Summary
- US stocks opened lower while the 10-year yield pushed back above 4.5%, reinforcing the view that markets remain reluctant to fully abandon the higher-for-longer narrative
- Copper continues to hold above key moving averages and near $13,400/t, with the technical setup increasingly supportive of an upside break should a tariff-related or macro catalyst emerge.
- Gold and silver eased after last week's rally, but both remain comfortably above pre-payrolls levels and continue to hold a constructive near-term structure.
Macro
US stocks opened lower as investors paused near record highs and reassessed the outlook for growth, inflation and Fed policy. The dollar remained firm despite trading below 101, while the US 10-year yield pushed back above 4.5%, highlighting that markets remain reluctant to fully embrace a dovish policy outlook even after the recent weaker payrolls report. Meanwhile, Brent continued to trade near pre-conflict levels as concerns over Middle East supply disruption remained contained.
Attention also focused on the latest US trade balance data, which showed the goods and services deficit widening sharply to $77.6bn in May as exports declined and imports increased. While the report points to a weaker contribution from net exports to second-quarter growth, its market impact was limited, with rates and FX continuing to take their direction primarily from Fed expectations and the broader growth outlook.
We continue to see a cautious macro environment, with the dollar and yields indicating that investors are not yet ready to abandon the higher-for-longer narrative. Unless labour market data deteriorates further, we expect markets to remain caught between softer growth signals and persistent inflation concerns.
Base Metals
Base metals were mixed, with copper still in consolidation mode after last week's recovery. The metal spent most of the session oscillating around $13,400/t, repeatedly testing the level but failing to establish a decisive break higher. Nevertheless, copper has now reclaimed its major moving averages and continues to hold comfortably above the $13,300/t area. From a technical perspective, the market appears increasingly compressed beneath resistance, and we see growing potential for an upside break should a fresh macro catalyst, softer dollar environment or tariff-related development provide the necessary push.
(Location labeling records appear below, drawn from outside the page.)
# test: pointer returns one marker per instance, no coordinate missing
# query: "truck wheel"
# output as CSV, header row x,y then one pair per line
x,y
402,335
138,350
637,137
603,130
The fact that sellers have repeatedly failed to force prices back below recent support levels suggests underlying momentum is gradually improving.
Tariff uncertainty remains an important part of the copper story. Although the original emergency tariff framework has been struck down, attention is now shifting towards alternative Section 301 and Section 232 measures, with the temporary Section 122 regime due to expire on 24 July. The ongoing uncertainty continues to distort physical flows, encourage material movements into the US and support regional premiums, leaving copper fundamentally better supported than much of the wider complex.
Elsewhere, gains were more limited. Aluminium briefly pushed above $3,150/t before easing back towards $3,140/t, but the broader trend continues to improve as the market gradually moves away from the lows seen in late June. Nickel slipped back towards $16,330/t and remains trapped within its recent range, while lead strengthened towards $1,900/t and is now approaching the highest levels seen since the recent sell-off.
Zinc eased slightly from yesterday's highs but remained close to $3,570/t after a strong run over the past several sessions. The cash-to-three-month backwardation remains elevated, suggesting nearby tightness is still providing support despite today's pause.
Precious Metals
Precious metals edged lower. Gold briefly tested the $4,160/oz area during the session but failed to hold the gains, drifting back towards $4,140/oz. Despite the pullback, the metal remains comfortably above the levels seen before Thursday’s payrolls release, suggesting the broader recovery remains intact.
Silver underperformed, falling back towards $60.5/oz after failing to sustain a move above $62/oz. Nevertheless, the metal remains well above last week’s lows and continues to trade near the upper end of its recent range. While momentum has cooled, we continue to view the near-term outlook as constructive, with any downside likely limited unless the dollar and yields extend their recovery.